Calabarzon recorded the second-highest number of users, with 4,822 sugar babies and 1,442 sugar daddies.

It was followed by Central Visayas with 3,646 sugar babies and 1,086 sugar daddies.

Central Luzon ranked the fourth Philippine region where there were 2,391 sugar babies and 270 sugar daddies.

Meanwhile, Davao Region placed fifth with 1,799 registered sugar babies and 103 sugar daddies.

All in all, the country logged a total of 28,310 sugar baby users and 7,526 sugar daddy users.

The critically-acclaimed dating brand said that Filipino sugar babies had the age range between 18 to 34-years-old and earned an average monthly allowance of P49,700.

Majority of the registered sugar babies are students, which comprise 46%.

Others come from the entertainment industry and from the fields of hospitality, education and childcare.

Five percent are freelancers while the other five percent listed their occupation as “others.”

Sugar babies in Philippines Infographic
An infographic about sugar babies in the Philippines. (Infographic from Sugarbook)

The platform noted that the surge of sugar babies in the country was a result of the lockdown imposed by the government amid the COVID-19 pandemic.

“Driven by the impact of the COVID-19 pandemic, more users are signing up to Sugarbook due to unemployment and gender pay gaps,” Darren Chan, founder and chief executive officer of Sugarbook, said in a release.

“Unlike sexual workers, sugar babies are not forced into labor. Sugar babies have the freedom of choice and they do not sell their bodies. They are single mothers, divorcees, housewives or students who are driven, successful and goal-empowered to date financially secured people,” he added.

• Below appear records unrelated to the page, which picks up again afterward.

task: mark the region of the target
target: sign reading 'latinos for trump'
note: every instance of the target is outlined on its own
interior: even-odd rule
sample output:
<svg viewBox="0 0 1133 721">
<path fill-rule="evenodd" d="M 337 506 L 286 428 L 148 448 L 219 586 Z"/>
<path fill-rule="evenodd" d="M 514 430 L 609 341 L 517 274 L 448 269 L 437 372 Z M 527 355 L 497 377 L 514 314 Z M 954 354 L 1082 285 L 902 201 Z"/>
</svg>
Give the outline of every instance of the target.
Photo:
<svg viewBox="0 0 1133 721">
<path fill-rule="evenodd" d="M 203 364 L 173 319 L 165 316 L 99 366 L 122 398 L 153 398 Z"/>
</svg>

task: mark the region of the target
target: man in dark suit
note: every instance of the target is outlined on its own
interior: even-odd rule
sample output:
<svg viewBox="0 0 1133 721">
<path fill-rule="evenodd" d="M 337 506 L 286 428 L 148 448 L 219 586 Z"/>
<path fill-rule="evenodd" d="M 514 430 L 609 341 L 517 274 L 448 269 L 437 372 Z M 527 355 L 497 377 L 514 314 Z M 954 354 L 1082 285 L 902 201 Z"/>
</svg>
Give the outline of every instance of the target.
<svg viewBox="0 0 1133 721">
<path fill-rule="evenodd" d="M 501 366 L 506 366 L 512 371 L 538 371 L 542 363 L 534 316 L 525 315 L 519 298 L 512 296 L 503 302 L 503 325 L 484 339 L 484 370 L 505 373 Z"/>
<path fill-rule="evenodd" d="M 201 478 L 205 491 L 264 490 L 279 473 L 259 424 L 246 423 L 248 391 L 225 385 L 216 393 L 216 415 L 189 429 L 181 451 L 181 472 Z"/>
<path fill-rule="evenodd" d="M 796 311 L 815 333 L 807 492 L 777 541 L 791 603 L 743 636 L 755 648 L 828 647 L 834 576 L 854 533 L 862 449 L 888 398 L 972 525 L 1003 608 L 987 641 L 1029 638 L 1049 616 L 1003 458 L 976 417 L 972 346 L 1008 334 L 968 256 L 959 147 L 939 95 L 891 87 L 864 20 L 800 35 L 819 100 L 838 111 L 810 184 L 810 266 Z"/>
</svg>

Sugar dating or sugaring is a setup where a well-to-do man, usually older, supports or spends lavishly on a girlfriend, who is usually younger.

The man is called sugar daddy while the one being supported is the sugar baby.

A look at metro’s high unemployment rate 

The national unemployment rate of the country went down last July when strict community quarantine measures were lifted.

READ: Philippine jobless rate hits record 17.7% in April due to COVID-19 pandemic

However, the figures went up in Metro Manila, the economic center of the country, where around 929,000 people became jobless.

Some of them have resorted to sugaring instead.

The percentage of unemployment in the National Capital Region went from 12.3% in April to 15.8% in July.

Acting Socioeconomic Planning Secretary Karl Kendrick Chua  attributed the unemployment to the lack of public transport available to the working class at that time.

He added that the Duterte administration sees the unemployment rate worsening between six to eight percent this year, before sliding down to four to five percent in 2022.